Championnats du monde 1970, cinquième journée.

Félicitations aux Suédois... et aux journalistes !

L'Union Soviétique a déjà deux points d'avance sur ses adversaires et peut creuser un écart sans doute quasi-définitif à mi-championnat. La star Firsov est de retour mais le jeune Mishakov remplace maintenant le vétéran Polupanov mis au repos. Le délégué soviétique avait préparé le terrain en conférence de presse avant-hier en dénonçant des articles écrits "dans l'esprit de la guerre froide" par les journaux suédois Aftonbladet et Expressen ainsi que des menaces proférées envers les joueurs dans la patinoire de Stockholm. On ne ressent pourtant pas d'hostilité ce soir dans les tribunes, mais bien un immense enthousiasme.

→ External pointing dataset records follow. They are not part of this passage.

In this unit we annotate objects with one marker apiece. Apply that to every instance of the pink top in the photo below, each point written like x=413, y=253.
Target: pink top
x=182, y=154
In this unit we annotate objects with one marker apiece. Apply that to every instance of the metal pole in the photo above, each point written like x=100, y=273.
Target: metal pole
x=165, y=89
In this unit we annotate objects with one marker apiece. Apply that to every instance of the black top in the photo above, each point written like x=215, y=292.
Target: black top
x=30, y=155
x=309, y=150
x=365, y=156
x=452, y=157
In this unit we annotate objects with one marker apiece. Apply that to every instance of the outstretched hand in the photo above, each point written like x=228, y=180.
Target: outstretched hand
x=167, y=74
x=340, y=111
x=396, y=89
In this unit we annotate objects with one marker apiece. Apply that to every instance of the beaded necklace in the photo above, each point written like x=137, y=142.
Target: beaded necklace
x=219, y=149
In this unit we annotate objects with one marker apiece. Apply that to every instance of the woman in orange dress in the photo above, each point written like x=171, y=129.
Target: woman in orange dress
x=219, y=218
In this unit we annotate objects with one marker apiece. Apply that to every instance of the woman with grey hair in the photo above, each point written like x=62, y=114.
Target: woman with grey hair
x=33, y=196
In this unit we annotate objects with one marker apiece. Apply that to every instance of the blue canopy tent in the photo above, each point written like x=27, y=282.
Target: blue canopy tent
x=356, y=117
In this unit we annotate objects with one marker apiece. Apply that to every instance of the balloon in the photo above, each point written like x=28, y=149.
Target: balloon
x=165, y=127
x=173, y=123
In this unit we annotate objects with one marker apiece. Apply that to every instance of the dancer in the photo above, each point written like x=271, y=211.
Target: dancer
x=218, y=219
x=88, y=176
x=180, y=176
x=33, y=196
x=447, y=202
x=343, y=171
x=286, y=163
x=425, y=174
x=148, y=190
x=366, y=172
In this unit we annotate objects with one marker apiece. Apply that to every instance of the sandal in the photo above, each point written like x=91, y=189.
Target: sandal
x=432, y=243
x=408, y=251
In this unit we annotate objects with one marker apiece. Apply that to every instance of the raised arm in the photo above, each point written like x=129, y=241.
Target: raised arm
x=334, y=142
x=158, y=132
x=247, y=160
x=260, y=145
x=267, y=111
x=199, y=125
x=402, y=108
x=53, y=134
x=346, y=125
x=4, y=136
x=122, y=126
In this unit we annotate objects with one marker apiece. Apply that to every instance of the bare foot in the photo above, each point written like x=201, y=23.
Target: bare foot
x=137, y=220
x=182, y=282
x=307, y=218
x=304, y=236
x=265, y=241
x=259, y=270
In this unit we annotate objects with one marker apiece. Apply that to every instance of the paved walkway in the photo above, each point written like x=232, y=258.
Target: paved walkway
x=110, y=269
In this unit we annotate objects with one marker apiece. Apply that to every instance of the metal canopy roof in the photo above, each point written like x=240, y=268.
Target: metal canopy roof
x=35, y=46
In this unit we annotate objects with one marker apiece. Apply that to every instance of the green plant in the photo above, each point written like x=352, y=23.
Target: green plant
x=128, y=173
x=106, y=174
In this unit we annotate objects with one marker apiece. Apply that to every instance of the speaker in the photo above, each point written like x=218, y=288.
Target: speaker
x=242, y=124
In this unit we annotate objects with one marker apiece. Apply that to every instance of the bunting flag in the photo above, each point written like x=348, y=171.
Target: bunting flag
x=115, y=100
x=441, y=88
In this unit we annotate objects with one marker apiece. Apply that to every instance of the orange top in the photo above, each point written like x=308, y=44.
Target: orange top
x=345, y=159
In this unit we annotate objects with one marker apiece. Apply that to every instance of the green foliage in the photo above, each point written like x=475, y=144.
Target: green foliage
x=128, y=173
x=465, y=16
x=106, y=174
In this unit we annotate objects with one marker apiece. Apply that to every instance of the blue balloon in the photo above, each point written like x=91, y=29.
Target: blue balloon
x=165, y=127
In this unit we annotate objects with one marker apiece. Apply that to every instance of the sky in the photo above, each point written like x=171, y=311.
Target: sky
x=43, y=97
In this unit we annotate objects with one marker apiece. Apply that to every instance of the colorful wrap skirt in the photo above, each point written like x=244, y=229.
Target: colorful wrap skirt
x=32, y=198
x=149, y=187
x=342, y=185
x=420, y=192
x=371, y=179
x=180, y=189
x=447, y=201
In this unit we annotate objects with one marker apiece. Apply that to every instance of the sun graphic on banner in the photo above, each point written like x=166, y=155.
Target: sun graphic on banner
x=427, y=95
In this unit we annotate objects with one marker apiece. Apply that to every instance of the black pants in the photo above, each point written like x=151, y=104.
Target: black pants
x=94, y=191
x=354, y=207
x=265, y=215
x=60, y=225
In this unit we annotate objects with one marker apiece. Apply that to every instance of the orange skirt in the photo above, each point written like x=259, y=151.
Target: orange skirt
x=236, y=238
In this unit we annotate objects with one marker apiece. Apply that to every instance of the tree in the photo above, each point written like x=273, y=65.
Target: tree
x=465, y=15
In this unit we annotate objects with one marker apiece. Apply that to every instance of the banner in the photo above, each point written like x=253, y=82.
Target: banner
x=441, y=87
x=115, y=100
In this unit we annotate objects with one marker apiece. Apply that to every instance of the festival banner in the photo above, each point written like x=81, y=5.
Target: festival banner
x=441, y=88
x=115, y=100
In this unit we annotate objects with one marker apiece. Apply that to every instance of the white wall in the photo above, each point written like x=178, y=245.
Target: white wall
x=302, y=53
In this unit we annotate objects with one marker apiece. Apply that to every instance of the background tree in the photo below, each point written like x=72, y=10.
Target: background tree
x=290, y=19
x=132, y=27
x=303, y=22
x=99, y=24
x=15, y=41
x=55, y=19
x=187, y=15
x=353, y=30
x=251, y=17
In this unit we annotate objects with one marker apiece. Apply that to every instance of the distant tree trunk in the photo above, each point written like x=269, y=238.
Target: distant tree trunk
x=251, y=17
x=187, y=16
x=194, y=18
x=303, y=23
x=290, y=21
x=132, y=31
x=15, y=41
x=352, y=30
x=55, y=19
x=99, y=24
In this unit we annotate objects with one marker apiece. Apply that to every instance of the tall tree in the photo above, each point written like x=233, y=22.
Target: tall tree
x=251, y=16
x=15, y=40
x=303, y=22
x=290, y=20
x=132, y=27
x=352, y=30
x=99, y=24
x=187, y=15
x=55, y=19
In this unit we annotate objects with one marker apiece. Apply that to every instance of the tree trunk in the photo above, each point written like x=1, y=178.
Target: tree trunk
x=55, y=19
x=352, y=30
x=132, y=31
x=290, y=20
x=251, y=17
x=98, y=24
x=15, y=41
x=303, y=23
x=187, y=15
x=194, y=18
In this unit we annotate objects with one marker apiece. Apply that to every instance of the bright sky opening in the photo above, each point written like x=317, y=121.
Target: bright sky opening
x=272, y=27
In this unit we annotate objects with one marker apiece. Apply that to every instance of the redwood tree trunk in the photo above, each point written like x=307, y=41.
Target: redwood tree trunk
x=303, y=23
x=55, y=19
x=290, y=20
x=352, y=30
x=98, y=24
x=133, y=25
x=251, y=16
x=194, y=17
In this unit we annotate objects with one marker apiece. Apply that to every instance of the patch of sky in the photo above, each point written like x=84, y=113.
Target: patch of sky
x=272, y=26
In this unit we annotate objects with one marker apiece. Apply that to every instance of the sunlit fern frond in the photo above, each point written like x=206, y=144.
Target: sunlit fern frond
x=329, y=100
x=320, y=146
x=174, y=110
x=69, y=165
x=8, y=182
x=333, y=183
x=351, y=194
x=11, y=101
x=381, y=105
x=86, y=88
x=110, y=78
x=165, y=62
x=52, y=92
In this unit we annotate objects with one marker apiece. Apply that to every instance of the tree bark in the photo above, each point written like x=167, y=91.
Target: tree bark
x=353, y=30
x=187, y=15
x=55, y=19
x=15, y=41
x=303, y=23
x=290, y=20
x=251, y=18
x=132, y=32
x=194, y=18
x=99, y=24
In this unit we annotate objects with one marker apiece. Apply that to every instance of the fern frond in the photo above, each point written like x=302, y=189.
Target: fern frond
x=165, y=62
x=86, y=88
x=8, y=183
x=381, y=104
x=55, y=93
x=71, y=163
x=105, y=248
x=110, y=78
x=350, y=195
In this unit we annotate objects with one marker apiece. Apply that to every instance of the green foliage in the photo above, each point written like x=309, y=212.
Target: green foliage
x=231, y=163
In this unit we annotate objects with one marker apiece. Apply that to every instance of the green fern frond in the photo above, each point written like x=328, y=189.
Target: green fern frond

Portée par son public, la Suède est prête à un grand match en jouant avec autant de vitesse que ses adversaires. À 2'20", Boris Mikhaïlov dribble Arne Carlsson et fait passer un frisson dans les tribunes, mais Tord Lundström revient gêner le numéro 13 alors qu'il arrive seul devant la cage avec l'intention de servir Kharlamov seul au poteau opposé. Håkan Wickberg réplique dans la suite de l'action avec une magnifique feinte de corps en zone neutre qui envoie Lundström à 2 contre 1 ; l'ailier de Brynäs choisit le tir, paré de la botte gauche par Viktor Konovalenko. Deux minutes plus tard, le défenseur Nils Johansson est mis dans le vent par un courant d'air nommé Firsov, mais quand celui-ci se place dans le slot, il est châtié par Thommy Abrahamsson. La Suède tue cette première infériorité numérique avec une intervention pleine de sang-froid de Lennart Svedberg qui se jette dans les patins de Mikhaïlov pour bloquer le palet. La Tre Kronor ne veut rien céder en vivacité, à l'instar de Hans Lindberg qui vole le palet dans son dos à Kharlamov (au jeu risqué même devant sa cage) et oblige Konovalenko à un arrêt difficile.

Les Soviétiques déploient tantôt des actions individuelles ébouriffantes de vitesse, tantôt le jeu de passes qui a fait leur réputation. Ils marquent par une passe de derrière la cage de Valeri Nikitin qui ricoche sur le talon de la lame de Lindberg avant que Vyacheslav Starshinov ne s'en empare (1-0). Un second but est refusé sur l'action suivante à Mishakov, parce que Firsov est dans le demi-cercle du gardien. La machine rouge s'est mise en marche, mais Arne Carlsson relance la Suède par une fantastique montée offensive. Il fait successivement perdre leurs appuis aux deux défenseurs Lutchenko puis Paladiev, mais Karlsson n'arrive pas à reprendre son centre du revers. À une minute de la fin du tiers, Ulf Sterner remporte une mise au jeu dans le cercle droit face au défenseur Vitaly Davydov (qui prend régulièrement les engagements à la place du centre Starshinov) et sert Lars-Erik Sjöberg pour un lancer de la ligne bleue. Le palet ricoche sur la crosse de Palmqvist, passe sous le nez de Valeri Vassiliev qui rate son dégagement et file entre les jambes de Konovalenko (1-1). La Suède est même proche de mener avant la pause avec une attaque rapide qui enchaîne un tir de Karlsson et le rebond de Lundström.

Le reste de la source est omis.